# Halloween Music @ the Queen's Head, 144 Stockwell Road, Brixton, SW9 - 2nd Nov 3:00p.m. - 3:00 a.m.



## r0bb0 (Nov 1, 2013)

Hi, thanks to everyone who attended the last event. Here's the info for Halloween party on Saturday:

Jack's House presents a fine selection of music for friends, aficionados and party goers - reggae, punk, house and techno dj sets, together with some live performances, all tinted with the theme of Halloween.

The current line-up is as follows:
Bentley Bizzibee Moore, Kenny K Emin, Jack Cooper, Martin Blaize, Peter Lewis,Steve Murrell, Gavin Black, Michelle Mo Fo Auty and John Lewis (The Horrorshow) and Jim Ferguson

The whole event will be streamed live on Jack's House TV - fancy dress, although optional, is highly desirable.

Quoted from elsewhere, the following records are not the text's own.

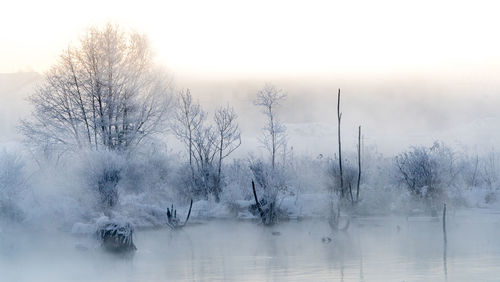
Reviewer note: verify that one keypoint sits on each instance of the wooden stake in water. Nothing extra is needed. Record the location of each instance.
(445, 243)
(444, 223)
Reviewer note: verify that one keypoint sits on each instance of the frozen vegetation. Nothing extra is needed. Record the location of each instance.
(94, 148)
(94, 163)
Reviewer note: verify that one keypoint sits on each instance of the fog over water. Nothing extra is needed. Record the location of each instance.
(113, 172)
(374, 249)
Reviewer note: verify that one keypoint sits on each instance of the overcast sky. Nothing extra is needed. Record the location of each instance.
(220, 38)
(411, 71)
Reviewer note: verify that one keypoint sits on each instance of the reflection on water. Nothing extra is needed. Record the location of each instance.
(373, 249)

Tickets £5 - available in advance from Jack's House DJ's or from Resident Advisor:
http://www.residentadvisor.net/event.aspx?520679 
Tickets also available on the door.

a professional makeup service (prices on request) is available. If you wish to have any uber scary prosthetic work done (let's face it some of us need it  ) then please bring it with you.
Hope to see you there Xx


----------



## mao (Nov 3, 2014)

Great atmosphere judging from the pics... and lovely staff


----------



## Scutta (Nov 4, 2014)

FUCK THIS PUB


----------



## Treacle Toes (Nov 4, 2014)

*Queen’s Head pub in Brixton accused of racism and misogyny*

http://www.brixtonblog.com/queens-head-pub-in-brixton-accused-of-racism-and-misogyny/25685


----------